The Power of Normalization: Faster Evasion of Saddle Points
Kfir Y. Levy
TL;DR
The paper addresses the challenge of saddle points in non-convex optimization by introducing Saddle-NGD, a normalized gradient descent variant with periodic noise to promote saddle-escape. It proves convergence to a local minimum with a rate of $\tilde{O}(\eta^{-3/2})$ iterations and a function-value gap of $\tilde{O}(\eta)$, with an emphasis on the dimension-dependent max learning rate $\eta_{\max}=\tilde{O}(1/d^2)$, improving over prior noisy-GD results. The stochastic extension shows comparable sample complexity to noisy-GD, while empirical results on online tensor decomposition and ICA demonstrate practical benefits in environments with saddle points and multi-modality.
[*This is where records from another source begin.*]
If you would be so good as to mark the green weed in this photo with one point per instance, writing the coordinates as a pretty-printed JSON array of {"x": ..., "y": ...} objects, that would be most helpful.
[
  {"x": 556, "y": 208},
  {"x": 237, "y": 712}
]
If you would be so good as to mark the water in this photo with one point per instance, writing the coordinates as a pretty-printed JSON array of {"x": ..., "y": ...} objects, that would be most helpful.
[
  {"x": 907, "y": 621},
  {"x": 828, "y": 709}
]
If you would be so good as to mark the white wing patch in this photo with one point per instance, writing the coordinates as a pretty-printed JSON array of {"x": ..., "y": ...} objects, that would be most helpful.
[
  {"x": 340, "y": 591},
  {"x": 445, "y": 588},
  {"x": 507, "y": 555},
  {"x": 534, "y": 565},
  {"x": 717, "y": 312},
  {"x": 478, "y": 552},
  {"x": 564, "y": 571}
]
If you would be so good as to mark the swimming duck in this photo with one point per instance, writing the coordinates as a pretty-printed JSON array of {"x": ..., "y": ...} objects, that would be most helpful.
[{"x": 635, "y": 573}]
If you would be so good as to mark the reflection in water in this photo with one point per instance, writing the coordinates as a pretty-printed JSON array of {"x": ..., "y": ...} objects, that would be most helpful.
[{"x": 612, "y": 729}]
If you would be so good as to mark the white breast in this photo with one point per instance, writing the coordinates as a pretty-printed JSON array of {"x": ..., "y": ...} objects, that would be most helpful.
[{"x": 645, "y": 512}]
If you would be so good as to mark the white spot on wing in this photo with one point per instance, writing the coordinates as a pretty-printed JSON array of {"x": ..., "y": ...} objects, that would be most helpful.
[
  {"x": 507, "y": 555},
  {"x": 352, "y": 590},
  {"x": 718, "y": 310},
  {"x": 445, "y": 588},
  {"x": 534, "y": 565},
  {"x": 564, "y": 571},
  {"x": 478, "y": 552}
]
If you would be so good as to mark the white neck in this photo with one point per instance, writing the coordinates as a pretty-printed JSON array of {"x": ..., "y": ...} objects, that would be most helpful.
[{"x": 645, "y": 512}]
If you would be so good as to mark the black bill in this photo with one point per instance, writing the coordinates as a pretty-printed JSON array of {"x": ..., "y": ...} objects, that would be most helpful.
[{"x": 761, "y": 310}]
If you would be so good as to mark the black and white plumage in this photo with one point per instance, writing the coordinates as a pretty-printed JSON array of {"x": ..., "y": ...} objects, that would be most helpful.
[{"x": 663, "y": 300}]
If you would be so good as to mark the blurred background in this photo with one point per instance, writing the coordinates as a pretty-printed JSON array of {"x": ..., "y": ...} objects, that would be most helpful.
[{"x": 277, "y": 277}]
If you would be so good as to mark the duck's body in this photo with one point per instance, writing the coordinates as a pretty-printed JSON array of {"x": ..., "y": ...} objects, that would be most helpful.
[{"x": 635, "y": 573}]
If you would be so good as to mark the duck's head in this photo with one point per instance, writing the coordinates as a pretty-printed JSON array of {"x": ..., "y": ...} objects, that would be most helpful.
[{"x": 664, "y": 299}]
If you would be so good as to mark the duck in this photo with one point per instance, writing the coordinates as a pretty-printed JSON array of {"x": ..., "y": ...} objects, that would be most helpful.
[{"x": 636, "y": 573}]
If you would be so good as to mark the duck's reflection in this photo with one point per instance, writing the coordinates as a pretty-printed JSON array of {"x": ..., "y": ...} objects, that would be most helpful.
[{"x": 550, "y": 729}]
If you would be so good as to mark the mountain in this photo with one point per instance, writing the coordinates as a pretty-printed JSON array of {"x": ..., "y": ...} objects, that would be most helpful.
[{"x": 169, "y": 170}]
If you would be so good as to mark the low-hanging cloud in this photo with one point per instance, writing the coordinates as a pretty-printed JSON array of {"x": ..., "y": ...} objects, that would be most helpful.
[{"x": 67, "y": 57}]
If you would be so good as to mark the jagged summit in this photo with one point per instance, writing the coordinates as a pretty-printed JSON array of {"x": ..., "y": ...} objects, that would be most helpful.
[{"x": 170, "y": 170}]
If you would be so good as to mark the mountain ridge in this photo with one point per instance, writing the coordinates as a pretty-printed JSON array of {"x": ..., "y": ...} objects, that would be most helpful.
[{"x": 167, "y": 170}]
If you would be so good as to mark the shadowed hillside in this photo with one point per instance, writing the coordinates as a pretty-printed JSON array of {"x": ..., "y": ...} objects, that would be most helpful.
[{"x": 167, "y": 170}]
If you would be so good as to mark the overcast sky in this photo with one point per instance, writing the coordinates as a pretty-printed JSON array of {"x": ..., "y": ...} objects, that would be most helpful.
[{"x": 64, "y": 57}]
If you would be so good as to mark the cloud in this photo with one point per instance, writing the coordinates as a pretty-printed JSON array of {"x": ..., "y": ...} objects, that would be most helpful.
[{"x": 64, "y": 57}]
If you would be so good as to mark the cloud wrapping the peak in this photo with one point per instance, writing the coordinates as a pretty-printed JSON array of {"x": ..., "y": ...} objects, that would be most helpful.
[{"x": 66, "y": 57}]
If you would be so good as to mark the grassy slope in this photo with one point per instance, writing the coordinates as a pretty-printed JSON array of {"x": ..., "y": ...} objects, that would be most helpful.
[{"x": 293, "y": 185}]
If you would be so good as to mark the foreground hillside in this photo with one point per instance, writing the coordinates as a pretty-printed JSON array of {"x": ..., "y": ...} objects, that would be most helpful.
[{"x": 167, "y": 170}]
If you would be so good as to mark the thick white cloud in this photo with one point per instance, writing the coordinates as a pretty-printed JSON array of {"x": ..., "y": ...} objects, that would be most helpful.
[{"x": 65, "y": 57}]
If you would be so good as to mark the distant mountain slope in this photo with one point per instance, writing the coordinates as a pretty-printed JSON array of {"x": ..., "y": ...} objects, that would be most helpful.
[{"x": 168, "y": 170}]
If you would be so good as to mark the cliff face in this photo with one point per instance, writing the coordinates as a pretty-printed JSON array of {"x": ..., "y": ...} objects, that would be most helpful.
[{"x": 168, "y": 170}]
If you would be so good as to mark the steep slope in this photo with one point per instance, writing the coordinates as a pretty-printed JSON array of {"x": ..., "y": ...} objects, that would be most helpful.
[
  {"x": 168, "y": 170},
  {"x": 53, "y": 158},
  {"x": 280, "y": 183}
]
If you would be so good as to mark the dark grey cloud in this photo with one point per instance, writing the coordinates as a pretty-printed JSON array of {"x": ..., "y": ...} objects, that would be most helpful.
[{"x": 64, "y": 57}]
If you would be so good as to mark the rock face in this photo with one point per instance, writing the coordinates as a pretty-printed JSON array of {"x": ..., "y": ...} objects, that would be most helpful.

Altogether, the work provides a theoretically grounded, scalable first-order method for rapidly escaping saddles and converging to local minima in high-dimensional non-convex problems.
Abstract
A commonly used heuristic in non-convex optimization is Normalized Gradient Descent (NGD) - a variant of gradient descent in which only the direction of the gradient is taken into account and its magnitude ignored. We analyze this heuristic and show that with carefully chosen parameters and noise injection, this method can provably evade saddle points. We establish the convergence of NGD to a local minimum, and demonstrate rates which improve upon the fastest known first order algorithm due to Ge e al. (2015). The effectiveness of our method is demonstrated via an application to the problem of online tensor decomposition; a task for which saddle point evasion is known to result in convergence to global minima.